Forum Discussion
Hi Mohammed,
In the thread the value 2629743 denotes 30 days, so this script when executed will give you the list of certs expiring within 30 days.
So if you need something within a week, you need to change the value.
Here's a simple script to fulfill your needs, this by default takes 30days, but if you need a specific interval, you can specify it while executing.
Script:
!/bin/bash
set number of days to warn
remainingdays=$1
if [ -z ${remainingdays} ]
then
remainingdays=30
fi
remainingseconds=$((${remainingdays} * 86400))
get current date
currdate=`date +%s`
set warning time period
warningtime=$((${currdate} + ${remainingseconds}))

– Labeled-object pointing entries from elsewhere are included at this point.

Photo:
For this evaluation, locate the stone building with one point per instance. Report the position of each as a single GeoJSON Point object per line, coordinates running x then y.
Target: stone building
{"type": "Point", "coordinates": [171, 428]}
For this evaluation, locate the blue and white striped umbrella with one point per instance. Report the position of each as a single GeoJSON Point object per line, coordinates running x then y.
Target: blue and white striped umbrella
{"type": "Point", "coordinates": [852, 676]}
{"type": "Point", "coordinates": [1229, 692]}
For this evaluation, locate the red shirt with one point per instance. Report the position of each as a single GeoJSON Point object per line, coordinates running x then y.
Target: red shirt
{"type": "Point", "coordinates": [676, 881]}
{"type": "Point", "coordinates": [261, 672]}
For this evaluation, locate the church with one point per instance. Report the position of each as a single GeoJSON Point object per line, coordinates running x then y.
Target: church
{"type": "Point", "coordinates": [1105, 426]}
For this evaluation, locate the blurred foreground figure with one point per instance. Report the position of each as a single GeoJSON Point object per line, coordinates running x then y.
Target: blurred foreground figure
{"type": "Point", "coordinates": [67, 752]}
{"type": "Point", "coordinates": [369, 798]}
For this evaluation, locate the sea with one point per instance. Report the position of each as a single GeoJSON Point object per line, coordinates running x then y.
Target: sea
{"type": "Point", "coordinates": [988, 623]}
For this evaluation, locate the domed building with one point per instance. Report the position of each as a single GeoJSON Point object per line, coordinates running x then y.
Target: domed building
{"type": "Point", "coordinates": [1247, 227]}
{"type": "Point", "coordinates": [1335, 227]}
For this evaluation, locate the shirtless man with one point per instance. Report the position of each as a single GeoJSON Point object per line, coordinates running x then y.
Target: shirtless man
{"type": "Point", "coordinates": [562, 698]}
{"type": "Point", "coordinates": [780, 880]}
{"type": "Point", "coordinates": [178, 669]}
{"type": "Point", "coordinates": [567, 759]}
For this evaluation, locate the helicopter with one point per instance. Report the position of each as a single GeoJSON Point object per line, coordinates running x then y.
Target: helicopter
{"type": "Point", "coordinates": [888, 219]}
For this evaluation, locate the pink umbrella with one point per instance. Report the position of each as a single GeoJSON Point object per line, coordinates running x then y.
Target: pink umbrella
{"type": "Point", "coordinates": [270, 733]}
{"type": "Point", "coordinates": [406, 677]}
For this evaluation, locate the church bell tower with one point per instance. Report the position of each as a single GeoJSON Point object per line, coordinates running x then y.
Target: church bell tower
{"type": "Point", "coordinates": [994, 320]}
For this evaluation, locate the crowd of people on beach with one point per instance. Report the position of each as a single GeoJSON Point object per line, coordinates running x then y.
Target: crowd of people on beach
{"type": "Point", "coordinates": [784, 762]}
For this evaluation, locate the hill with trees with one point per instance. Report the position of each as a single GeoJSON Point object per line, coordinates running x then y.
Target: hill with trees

verify cert expiration within warning time period
for cert in /config/filestore/files_d/Common_d/certificate_d/*.crt*
do
expirationtime=`openssl x509 -enddate -in $cert | awk -F '=' '{print $2}' | xargs -I{} date -d {} +%s`
if [ "${expirationtime}" -lt "${warningtime}" ]
then
certname=`echo "$cert" | sed -r 's/config/filestore/files_d/Common_d/certificate_d/:Common:g'`
expirydate=`openssl x509 -enddate -in $cert | awk -F '=' '{print $2}' | xargs -I{} date -d {} +%Y/%m/%d`
echo "$certname,$expirydate"
fi
done
How to use:
First copy the above code and save it in a file,
vi /var/tmp/ssl-script
Running the script
bash /var/tmp/ssl-script
The output will be seen in the console. But this will result all the certs expiring in next 30 days.
Running the script with a particular interval, ex: 7 days,
bash /var/tmp/ssl-script 7
The output will be seen in the console. But this will result all the certs expiring in next 7 days.
The output will be something like below,
Test_6days.com.crt_39416_1,2018/11/15
Test_7days.com.crt_39436_1,2018/11/16
You can also export in this in csv format too. And open in an excel file.